Dalla Regione, intanto, chiedono anche la ri-approvazione del progetto mentre nelle scorse settimane i rendering del progetto hanno sollevato molti dubbi. Al recupero si accompagnerebbe una evidente “modifica” dello stato attuale dell’Abbazia

di Danilo Monteleone
LAMEZIA TERME Sull’intervento di restauro e “recupero funzionale” dei ruderi dell’antica e monumentale Abbazia di Corazzo ci sono tre notizie, singolarmente significative ma che nel complesso iniziano a definire i contorni di una vicenda che ha suscitato non poche preoccupazioni.
Iniziamo dalla prima.
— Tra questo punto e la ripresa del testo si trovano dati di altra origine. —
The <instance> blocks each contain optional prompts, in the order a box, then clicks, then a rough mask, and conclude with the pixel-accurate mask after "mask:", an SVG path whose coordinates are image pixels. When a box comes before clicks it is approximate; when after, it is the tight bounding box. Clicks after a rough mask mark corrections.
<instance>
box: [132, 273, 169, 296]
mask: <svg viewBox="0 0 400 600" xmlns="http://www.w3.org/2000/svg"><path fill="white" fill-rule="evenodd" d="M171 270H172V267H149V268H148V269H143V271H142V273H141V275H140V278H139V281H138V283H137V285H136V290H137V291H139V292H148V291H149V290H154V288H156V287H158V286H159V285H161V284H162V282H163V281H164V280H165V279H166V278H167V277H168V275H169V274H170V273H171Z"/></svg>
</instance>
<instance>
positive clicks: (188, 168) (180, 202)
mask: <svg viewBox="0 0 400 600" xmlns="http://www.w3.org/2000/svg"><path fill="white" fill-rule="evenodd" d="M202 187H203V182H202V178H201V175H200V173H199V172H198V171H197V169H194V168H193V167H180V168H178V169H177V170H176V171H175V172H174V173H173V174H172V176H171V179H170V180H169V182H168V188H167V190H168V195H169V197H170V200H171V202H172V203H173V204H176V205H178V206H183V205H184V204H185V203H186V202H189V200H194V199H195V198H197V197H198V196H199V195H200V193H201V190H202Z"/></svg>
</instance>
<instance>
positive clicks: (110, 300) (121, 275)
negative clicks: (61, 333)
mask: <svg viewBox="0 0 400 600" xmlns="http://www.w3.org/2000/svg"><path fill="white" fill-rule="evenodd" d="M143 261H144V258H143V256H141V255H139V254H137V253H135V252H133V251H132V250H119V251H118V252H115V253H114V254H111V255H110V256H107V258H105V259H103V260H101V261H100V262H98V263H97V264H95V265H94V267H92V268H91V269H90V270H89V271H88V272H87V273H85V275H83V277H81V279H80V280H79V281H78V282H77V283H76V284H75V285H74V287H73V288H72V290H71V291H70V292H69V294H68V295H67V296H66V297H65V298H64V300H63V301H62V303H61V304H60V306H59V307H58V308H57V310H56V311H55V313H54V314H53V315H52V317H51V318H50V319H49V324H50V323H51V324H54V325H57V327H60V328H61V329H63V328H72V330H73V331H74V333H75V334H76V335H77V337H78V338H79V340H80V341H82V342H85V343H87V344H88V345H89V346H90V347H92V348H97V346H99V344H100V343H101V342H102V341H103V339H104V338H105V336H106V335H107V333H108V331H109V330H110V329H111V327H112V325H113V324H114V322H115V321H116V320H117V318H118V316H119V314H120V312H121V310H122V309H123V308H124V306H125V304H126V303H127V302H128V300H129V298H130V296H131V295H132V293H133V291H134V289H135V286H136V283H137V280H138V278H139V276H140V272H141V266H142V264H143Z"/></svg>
Nei giorni scorsi i Carabinieri si sarebbero recati al Comune di Carlopoli, i militari dell’arma istituzionalmente dediti alla tutela del Patrimonio culturale avrebbero acquisito documenti che riguardano anche l’area dove si trovano i ruderi di Corazzo.
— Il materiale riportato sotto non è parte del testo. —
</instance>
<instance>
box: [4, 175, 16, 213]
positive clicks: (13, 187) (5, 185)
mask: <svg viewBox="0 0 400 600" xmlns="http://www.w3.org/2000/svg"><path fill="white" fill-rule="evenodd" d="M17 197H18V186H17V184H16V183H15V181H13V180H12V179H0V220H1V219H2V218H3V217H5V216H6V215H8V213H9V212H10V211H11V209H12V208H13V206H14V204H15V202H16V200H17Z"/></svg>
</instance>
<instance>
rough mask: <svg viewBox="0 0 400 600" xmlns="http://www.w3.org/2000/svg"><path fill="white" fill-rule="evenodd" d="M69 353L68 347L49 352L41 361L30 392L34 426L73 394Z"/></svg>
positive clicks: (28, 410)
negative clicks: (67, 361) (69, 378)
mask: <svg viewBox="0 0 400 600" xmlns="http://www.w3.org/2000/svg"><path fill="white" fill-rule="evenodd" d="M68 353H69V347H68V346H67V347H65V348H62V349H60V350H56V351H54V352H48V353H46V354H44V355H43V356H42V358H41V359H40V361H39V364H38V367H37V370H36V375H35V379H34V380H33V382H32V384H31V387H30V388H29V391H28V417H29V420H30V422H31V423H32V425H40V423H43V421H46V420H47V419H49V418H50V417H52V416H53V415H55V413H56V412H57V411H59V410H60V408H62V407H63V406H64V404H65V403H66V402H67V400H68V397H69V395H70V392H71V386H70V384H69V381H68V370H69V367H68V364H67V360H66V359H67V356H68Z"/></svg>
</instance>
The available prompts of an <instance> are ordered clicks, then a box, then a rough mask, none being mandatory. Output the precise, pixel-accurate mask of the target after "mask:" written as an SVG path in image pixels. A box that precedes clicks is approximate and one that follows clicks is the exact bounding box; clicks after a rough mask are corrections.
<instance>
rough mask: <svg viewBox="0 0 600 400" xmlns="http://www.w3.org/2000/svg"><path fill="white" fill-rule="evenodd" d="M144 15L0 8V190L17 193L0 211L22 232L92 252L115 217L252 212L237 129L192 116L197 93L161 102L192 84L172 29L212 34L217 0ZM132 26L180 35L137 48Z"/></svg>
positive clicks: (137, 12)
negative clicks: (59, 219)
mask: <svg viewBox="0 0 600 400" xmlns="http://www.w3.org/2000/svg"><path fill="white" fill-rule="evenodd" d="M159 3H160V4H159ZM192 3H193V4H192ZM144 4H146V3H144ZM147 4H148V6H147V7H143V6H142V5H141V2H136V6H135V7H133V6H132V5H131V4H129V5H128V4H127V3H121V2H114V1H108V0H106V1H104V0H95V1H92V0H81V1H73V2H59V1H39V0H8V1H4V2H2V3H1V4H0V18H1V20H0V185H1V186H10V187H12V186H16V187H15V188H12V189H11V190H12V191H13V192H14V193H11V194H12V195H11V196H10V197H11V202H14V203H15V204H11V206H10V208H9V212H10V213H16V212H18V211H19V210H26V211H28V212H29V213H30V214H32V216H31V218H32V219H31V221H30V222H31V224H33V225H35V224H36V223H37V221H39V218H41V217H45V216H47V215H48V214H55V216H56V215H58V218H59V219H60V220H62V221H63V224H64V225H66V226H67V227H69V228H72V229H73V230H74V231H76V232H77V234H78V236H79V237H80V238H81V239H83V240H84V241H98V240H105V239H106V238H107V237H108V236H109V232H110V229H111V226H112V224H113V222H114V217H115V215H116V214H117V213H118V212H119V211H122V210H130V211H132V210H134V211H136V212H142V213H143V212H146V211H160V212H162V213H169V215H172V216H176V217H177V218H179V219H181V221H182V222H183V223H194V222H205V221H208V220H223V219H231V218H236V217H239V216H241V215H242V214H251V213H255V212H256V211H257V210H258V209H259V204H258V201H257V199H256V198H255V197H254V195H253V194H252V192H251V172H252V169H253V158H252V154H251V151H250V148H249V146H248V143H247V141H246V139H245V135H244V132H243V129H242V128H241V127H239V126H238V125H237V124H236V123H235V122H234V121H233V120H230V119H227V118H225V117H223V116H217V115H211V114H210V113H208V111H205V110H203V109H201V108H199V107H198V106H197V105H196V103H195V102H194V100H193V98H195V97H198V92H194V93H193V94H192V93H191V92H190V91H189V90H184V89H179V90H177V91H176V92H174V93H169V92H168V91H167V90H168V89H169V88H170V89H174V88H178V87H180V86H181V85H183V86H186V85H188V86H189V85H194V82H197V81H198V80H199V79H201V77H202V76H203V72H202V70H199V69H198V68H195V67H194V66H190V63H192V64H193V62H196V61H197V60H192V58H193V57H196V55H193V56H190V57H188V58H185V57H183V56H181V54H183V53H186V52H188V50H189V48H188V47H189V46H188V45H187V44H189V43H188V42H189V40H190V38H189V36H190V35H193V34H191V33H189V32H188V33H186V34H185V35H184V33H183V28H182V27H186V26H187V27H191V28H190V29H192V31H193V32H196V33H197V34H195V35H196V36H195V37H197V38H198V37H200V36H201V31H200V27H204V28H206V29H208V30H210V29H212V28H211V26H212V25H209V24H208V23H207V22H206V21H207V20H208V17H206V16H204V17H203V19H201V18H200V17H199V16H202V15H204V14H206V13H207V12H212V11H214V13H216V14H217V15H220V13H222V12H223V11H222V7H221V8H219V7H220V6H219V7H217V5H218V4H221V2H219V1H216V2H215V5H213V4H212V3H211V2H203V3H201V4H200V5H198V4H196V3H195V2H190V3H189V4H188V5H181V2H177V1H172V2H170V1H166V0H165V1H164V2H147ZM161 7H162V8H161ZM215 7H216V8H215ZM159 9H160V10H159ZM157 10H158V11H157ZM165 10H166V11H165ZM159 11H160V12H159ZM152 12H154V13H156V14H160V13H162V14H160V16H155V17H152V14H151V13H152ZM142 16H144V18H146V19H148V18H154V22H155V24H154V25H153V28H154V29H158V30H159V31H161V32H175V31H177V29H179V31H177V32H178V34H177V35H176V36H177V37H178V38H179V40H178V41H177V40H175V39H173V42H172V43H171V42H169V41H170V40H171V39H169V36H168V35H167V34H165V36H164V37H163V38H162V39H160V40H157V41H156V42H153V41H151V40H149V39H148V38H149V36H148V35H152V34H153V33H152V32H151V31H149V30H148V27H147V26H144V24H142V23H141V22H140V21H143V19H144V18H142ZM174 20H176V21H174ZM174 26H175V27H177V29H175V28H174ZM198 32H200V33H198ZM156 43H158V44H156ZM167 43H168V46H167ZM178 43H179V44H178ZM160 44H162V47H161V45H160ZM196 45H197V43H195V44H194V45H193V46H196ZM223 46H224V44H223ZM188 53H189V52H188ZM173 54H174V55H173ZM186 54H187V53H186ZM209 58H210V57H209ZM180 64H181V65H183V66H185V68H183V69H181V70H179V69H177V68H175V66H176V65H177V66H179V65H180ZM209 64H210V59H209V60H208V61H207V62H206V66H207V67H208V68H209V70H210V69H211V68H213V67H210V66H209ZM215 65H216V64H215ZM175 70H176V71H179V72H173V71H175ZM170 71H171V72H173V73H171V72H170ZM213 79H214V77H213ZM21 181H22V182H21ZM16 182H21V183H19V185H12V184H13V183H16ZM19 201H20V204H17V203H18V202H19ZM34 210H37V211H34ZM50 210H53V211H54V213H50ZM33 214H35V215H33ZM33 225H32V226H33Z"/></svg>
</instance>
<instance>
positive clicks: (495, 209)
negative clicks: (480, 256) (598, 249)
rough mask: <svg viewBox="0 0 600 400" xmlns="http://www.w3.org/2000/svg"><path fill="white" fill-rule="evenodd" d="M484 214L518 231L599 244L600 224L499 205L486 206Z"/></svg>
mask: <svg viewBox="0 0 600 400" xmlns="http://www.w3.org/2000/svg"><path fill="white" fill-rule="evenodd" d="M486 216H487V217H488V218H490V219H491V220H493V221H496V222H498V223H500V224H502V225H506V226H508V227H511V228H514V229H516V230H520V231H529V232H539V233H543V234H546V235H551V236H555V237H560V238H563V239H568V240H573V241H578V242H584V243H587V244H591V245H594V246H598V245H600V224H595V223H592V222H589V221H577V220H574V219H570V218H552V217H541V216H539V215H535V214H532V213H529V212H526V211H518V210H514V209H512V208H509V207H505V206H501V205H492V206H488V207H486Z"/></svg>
La seconda notizia riguarda invece una comunicazione formale partita dalla Regione. Per i dirigenti del Dipartimento Istruzione e Cultura il progetto trasmesso dal Comune di Carlopoli il 21 ottobre scorso non va bene. La contestazione riguarda le spese generali e la necessità, dunque, di riformulare il quadro economico del progetto.
Ma dalla Regione chiedono anche la ri-approvazione del progetto e la trasmissione “di ogni utile documentazione relativa ad autorizzazioni, pareri o prescrizioni, prevista dalle norme vigenti e rilasciata dai competenti organi/enti, per la realizzazione dell’intervento”.

L’ACCESSO AGLI ATTI  La terza notizia è, forse, la più singolare di tutte, non foss’altro perché rischia di essere più unica che rara. Sebbene con il decreto legislativo 18 agosto 2000, n. 267 (il cosiddetto Testo Unico sugli Enti Locali) sia stato attuato il principio della separazione tra politica ed amministrazione non c’è dubbio che i dirigenti comunali – per quanto dotati di autonomia – debbano comunque far riferimento agli atti di indirizzo espressi degli organi politici che per esprimerli, “ça va sans dire”, devono ovviamente conoscere i procedimenti in atto. Ed al Comune di Carlopoli, per conoscere il procedimento relativo all’Abbazia, il Sindaco è stato costretto a formulare una specifica richiesta di accesso agli atti preannunciando, in caso di esito negativo, un esposto all’autorità giudiziaria. Di sicuro una circostanza insolita.

VICENDA KAFKIANA Dai documenti e da alcuni elaborati che il Corriere della Calabria è stato in grado di visionare possiamo però anche aggiungere qualche ulteriore dettaglio ad una vicenda che ha assunto profili dal sapore kafkiano.
Tra il Comune di Carlopoli e la Soprintendenza “Archeologia, Belle Arti e Paesaggio per le Provincie di Catanzaro, Cosenza e Crotone” esiste un “Accordo di Cooperazione” con il quale viene garantito solo il supporto tecnico al Responsabile Unico del Procedimento; il progetto invece è stato realizzato da un tecnico interno alla pubblica amministrazione. Nelle scorse settimane i rendering del progetto hanno sollevato molti dubbi ed altre immagini contenute negli elaborati sembrano confermare il profilo di un intervento “pesante”, al recupero insomma si accompagnerebbe una evidente “modifica” dello stato attuale dell’Abbazia.
Se le scelte siano o meno quelle giuste ovviamente non sta a noi dirlo, ma tutto suggerisce che forse per Corazzo e per il percorso individuato siano necessari degli approfondimenti; d’altro canto di tempo sembra essercene anche considerato il fatto che dopo la firma della convenzione tra Comune e Regione (luglio 2019) e dell’accordo con la Soprintendenza (novembre 2019) a Carlopoli il 2020 è stato un anno segnato da una sorprendente velocità.
A tappe forzate e nonostante il lockdown il procedimento è stato tempisticamente serrato fino al 14 settembre, data nella quale viene trasmesso il progetto definitivo-esecutivo che la Giunta comunale ha approvato il 17 settembre, tre giorni prima delle elezioni comunali.